Если бы вы оказались в 1945 году в живописной английской деревушке Грейт-Роллрайт, вы бы, вероятно, обратили внимание на стройную, на удивление элегантную брюнетку, которая появляется из дверей каменного фермерского дома под названием “Сосны” и садится на велосипед. У нее было трое детей и муж Лен, работавший на алюминиевом заводе неподалеку. Сама она была приветлива, но сдержанна и говорила по-английски с легким иностранным акцентом. Она пекла превосходные торты. Ее соседям в Котсуолде мало что было о ней известно.
Соседи не знали, что женщина, которую они называли миссис Бертон, на самом деле была полковником РККА Урсулой Кучински, убежденной коммунисткой, заслуженным офицером советской военной разведки и невероятно опытной разведчицей, участвовавшей в шпионских операциях в Китае, Польше и Швейцарии, прежде чем прибыть по указанию Москвы в Британию. Они не знали, что все трое ее детей от разных отцов, как и того, что Лен Бертон тоже был тайным агентом. Они не догадывались, что она немецкая еврейка, яростная противница нацизма и что во время Второй мировой войны она шпионила против фашистов, а теперь, когда началась новая, холодная война, шпионила за Британией и Америкой. Они не знали, что в стоявшей за “Соснами” уборной миссис Бертон (чью фамилию следовало писать не Burton, а Beurton) соорудила мощный радиопередатчик, настроенный на штаб-квартиру советской разведки в Москве. Деревенские жители Грейт-Роллрайта понятия не имели, что во время своей последней военной миссии миссис Бертон внедрила шпионов-коммунистов в сверхсекретную операцию США, десантировавшую агентов-антинацистов в гибнущий Третий рейх. Считалось, что эти “хорошие немцы” шпионят на Америку, а на самом деле они работали на полковника Кучински из Грейт-Роллрайта.
Но самой важной подпольной работе миссис Бертон суждено было изменить будущее всего мира: она помогала Советскому Союзу создать собственную атомную бомбу.

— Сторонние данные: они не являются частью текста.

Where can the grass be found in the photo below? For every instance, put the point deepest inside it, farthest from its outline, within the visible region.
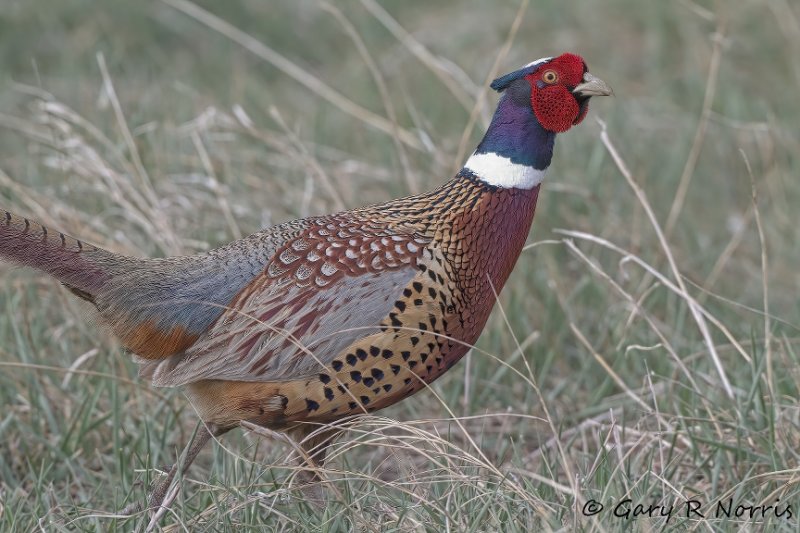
(645, 348)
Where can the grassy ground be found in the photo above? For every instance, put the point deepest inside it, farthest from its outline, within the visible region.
(645, 349)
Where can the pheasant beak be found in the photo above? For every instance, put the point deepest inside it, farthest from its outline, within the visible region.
(592, 86)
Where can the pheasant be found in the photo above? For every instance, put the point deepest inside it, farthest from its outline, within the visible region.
(313, 320)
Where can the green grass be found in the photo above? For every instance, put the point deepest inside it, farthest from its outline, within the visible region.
(595, 381)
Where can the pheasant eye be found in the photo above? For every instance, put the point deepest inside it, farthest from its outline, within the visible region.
(550, 76)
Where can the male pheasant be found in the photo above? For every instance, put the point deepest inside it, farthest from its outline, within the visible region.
(316, 319)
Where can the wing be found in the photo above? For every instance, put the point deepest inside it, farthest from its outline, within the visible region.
(320, 292)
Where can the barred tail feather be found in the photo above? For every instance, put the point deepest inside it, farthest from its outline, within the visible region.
(83, 268)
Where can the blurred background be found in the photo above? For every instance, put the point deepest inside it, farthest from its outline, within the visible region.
(621, 365)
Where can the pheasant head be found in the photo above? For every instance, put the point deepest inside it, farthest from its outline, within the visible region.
(543, 98)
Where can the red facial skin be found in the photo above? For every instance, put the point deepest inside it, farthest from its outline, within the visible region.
(552, 100)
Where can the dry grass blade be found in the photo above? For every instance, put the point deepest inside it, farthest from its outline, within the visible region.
(480, 100)
(702, 126)
(291, 69)
(366, 56)
(433, 63)
(764, 273)
(692, 304)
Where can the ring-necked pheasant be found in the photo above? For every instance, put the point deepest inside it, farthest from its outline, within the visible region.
(316, 319)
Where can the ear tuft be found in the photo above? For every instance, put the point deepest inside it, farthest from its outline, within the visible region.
(502, 83)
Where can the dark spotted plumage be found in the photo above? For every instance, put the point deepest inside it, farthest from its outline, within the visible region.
(321, 318)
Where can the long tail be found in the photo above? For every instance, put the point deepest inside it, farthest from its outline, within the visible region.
(156, 307)
(83, 268)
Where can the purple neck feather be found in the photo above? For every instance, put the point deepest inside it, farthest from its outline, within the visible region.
(515, 132)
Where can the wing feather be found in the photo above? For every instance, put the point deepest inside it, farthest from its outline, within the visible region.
(321, 292)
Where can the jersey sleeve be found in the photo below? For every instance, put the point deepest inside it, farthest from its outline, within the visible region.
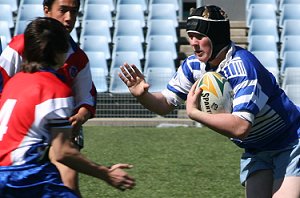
(249, 97)
(84, 90)
(10, 60)
(187, 74)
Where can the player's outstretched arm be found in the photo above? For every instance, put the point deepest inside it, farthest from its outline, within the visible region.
(66, 153)
(138, 87)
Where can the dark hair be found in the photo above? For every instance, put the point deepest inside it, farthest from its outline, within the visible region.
(49, 3)
(44, 38)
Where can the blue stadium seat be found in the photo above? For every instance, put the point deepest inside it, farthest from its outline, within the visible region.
(5, 31)
(290, 43)
(263, 43)
(158, 78)
(122, 29)
(174, 2)
(98, 60)
(291, 76)
(13, 4)
(263, 27)
(98, 12)
(110, 3)
(290, 28)
(260, 11)
(274, 3)
(143, 3)
(128, 43)
(163, 12)
(96, 43)
(267, 58)
(293, 92)
(130, 12)
(285, 2)
(290, 59)
(7, 15)
(162, 43)
(29, 12)
(159, 59)
(155, 29)
(120, 58)
(99, 79)
(116, 85)
(289, 11)
(95, 28)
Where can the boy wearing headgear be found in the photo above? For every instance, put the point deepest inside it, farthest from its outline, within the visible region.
(264, 122)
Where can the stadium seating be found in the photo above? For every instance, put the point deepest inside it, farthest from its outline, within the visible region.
(99, 79)
(130, 12)
(110, 3)
(122, 29)
(285, 2)
(263, 27)
(290, 28)
(128, 43)
(98, 12)
(22, 2)
(289, 11)
(173, 2)
(7, 15)
(143, 3)
(158, 78)
(293, 92)
(96, 43)
(155, 29)
(274, 3)
(95, 28)
(290, 59)
(290, 43)
(98, 60)
(159, 59)
(163, 12)
(5, 31)
(13, 4)
(263, 43)
(120, 58)
(162, 43)
(260, 11)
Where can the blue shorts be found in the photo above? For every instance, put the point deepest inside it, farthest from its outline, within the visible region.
(283, 162)
(29, 181)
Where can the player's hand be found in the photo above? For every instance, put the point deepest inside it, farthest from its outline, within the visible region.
(193, 100)
(134, 79)
(119, 179)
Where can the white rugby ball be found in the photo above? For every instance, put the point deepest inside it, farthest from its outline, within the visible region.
(217, 94)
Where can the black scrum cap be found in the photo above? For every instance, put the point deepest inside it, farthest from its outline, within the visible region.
(212, 22)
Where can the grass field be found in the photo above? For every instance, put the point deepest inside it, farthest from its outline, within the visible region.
(168, 162)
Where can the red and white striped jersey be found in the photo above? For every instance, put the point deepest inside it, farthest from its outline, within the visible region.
(76, 71)
(31, 103)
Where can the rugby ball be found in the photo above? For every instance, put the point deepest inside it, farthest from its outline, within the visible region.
(217, 93)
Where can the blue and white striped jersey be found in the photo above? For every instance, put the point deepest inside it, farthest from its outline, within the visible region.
(257, 98)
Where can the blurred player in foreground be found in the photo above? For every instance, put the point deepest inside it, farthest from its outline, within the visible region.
(264, 121)
(75, 69)
(35, 108)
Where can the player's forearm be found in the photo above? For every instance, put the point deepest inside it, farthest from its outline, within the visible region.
(155, 102)
(78, 162)
(224, 123)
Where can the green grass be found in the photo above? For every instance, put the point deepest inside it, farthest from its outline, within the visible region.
(168, 162)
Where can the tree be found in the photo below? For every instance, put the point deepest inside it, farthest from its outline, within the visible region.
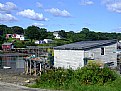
(3, 29)
(17, 30)
(43, 33)
(63, 33)
(32, 32)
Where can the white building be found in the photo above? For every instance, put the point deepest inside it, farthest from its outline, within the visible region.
(48, 40)
(77, 54)
(57, 35)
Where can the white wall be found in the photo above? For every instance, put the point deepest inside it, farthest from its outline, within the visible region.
(68, 58)
(109, 54)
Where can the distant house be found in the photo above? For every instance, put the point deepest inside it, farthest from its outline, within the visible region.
(8, 36)
(48, 40)
(77, 54)
(7, 46)
(39, 42)
(18, 36)
(57, 35)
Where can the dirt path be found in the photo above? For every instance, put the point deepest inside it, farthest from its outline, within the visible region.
(12, 81)
(13, 87)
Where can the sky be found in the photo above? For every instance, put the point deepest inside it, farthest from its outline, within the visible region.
(68, 15)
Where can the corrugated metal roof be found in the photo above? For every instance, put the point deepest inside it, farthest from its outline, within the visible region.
(7, 44)
(85, 45)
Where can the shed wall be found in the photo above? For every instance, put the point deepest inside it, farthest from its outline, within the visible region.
(68, 58)
(109, 54)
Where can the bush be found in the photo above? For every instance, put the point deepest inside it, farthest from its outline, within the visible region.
(58, 78)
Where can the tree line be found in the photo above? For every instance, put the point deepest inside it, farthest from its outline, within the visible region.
(37, 33)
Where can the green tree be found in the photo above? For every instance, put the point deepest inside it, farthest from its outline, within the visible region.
(63, 33)
(32, 32)
(43, 33)
(17, 30)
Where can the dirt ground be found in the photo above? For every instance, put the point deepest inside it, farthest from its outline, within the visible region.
(10, 76)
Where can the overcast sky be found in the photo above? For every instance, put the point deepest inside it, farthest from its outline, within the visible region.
(70, 15)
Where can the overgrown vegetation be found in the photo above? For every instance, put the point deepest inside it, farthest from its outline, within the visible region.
(35, 33)
(88, 78)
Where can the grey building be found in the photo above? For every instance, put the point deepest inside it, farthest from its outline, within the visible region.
(77, 54)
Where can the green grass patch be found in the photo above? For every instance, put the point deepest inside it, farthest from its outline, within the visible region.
(88, 78)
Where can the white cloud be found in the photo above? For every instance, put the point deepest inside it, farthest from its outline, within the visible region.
(57, 12)
(113, 5)
(7, 17)
(31, 14)
(7, 7)
(39, 5)
(86, 2)
(38, 24)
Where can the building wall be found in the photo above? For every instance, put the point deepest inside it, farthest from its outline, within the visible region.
(68, 58)
(109, 54)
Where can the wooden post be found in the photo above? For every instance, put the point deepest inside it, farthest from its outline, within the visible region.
(35, 73)
(30, 67)
(27, 67)
(40, 69)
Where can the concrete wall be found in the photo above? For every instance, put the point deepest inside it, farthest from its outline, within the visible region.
(68, 58)
(109, 54)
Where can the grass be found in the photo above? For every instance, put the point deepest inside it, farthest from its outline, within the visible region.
(74, 86)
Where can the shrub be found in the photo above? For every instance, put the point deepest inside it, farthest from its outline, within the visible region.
(58, 78)
(79, 79)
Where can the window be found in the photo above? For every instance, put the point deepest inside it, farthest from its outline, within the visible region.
(102, 51)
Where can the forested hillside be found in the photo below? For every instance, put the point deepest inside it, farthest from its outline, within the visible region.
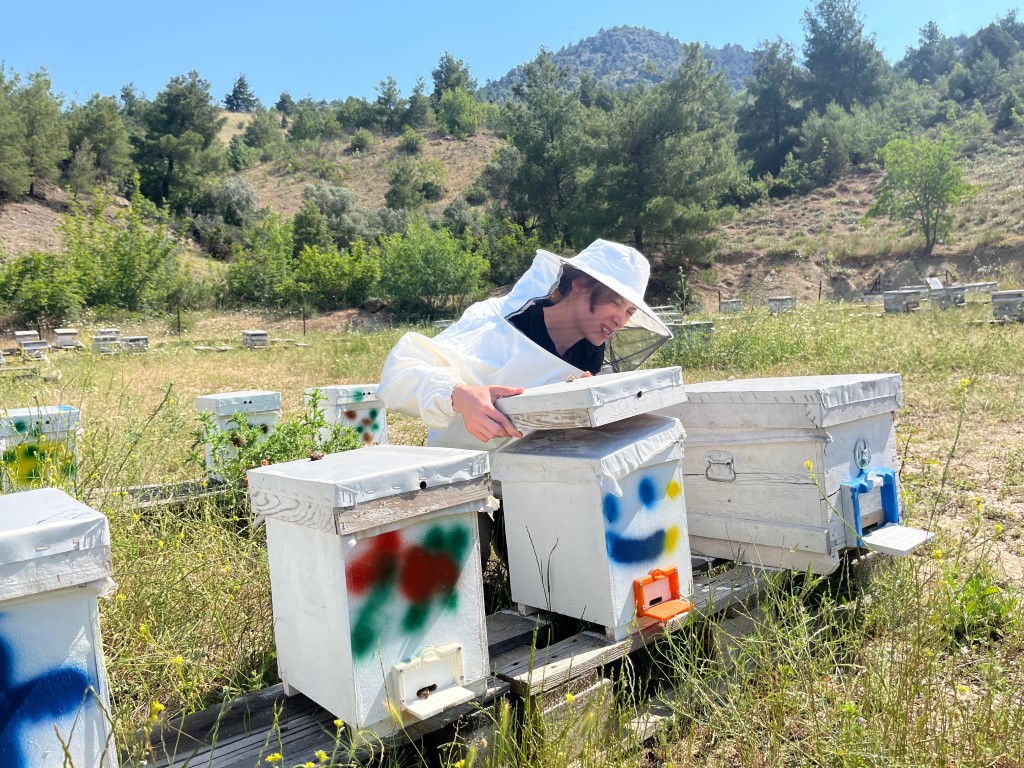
(815, 165)
(626, 56)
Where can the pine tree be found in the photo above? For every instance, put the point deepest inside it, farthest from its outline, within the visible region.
(241, 98)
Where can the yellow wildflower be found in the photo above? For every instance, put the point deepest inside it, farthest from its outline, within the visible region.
(155, 709)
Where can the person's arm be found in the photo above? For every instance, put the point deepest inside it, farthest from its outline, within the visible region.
(476, 406)
(423, 379)
(418, 379)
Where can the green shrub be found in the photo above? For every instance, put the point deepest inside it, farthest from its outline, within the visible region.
(411, 140)
(363, 140)
(243, 446)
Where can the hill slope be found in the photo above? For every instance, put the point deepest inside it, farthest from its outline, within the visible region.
(798, 246)
(624, 56)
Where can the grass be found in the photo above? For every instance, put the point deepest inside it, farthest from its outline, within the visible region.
(919, 665)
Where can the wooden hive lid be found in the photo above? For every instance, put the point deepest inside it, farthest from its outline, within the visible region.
(788, 402)
(369, 486)
(594, 400)
(50, 541)
(228, 403)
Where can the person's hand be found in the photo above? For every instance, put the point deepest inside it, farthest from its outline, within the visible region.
(476, 407)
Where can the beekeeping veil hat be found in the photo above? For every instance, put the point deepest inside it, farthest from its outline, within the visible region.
(622, 268)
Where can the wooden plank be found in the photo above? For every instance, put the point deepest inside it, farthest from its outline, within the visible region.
(244, 731)
(509, 629)
(540, 671)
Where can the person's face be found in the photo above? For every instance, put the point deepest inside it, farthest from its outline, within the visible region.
(601, 323)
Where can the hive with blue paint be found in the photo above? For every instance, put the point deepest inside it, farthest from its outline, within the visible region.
(376, 581)
(589, 511)
(54, 701)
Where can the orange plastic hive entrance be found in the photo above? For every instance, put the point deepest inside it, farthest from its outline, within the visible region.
(657, 595)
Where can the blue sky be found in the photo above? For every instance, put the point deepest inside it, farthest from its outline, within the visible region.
(336, 49)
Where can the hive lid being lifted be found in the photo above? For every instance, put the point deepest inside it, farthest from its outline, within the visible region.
(49, 541)
(788, 402)
(604, 454)
(248, 401)
(593, 400)
(355, 489)
(38, 420)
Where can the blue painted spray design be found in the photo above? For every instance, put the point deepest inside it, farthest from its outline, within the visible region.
(623, 549)
(47, 696)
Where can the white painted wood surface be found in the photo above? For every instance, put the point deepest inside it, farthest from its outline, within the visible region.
(260, 408)
(354, 406)
(588, 511)
(374, 559)
(750, 495)
(54, 563)
(321, 621)
(594, 400)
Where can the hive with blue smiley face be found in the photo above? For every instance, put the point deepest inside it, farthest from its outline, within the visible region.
(589, 511)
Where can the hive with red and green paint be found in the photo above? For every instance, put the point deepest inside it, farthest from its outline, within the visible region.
(354, 406)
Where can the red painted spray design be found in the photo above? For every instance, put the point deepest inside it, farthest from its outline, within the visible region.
(424, 572)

В течение многих лет Урсула руководила агентурой, состоявшей из шпионов-коммунистов, внедренных в сердце британской атомной программы, и передавала в Москву информацию, которая позволит в результате советским ученым создать собственное ядерное оружие. Урсула полноценно участвовала в деревенской жизни; ее сконам завидовал весь Грейт-Роллрайт. Но в своей параллельной, тайной жизни она способствовала сохранению баланса сил между Востоком и Западом, и, как она считала, помогала предотвратить ядерную войну, похищая научные данные об атомном оружии у одной стороны и предоставляя их другой. Седлая велосипед и вооружившись карточкой на продукты и авоськами, миссис Бертон отправлялась добывать смертоносные секреты.
Урсула Кучински-Бертон была одновременно матерью, домохозяйкой, писательницей, опытным радиотехником, куратором, курьером, диверсанткой, подрывницей, бойцом холодной войны и тайным агентом. Она работала под кодовым именем Соня. Вот ее история.
Первого мая 1924 года берлинский полицейский ударил резиновой дубинкой по спине шестнадцатилетнюю девушку и тем самым помог ей встать на путь революции.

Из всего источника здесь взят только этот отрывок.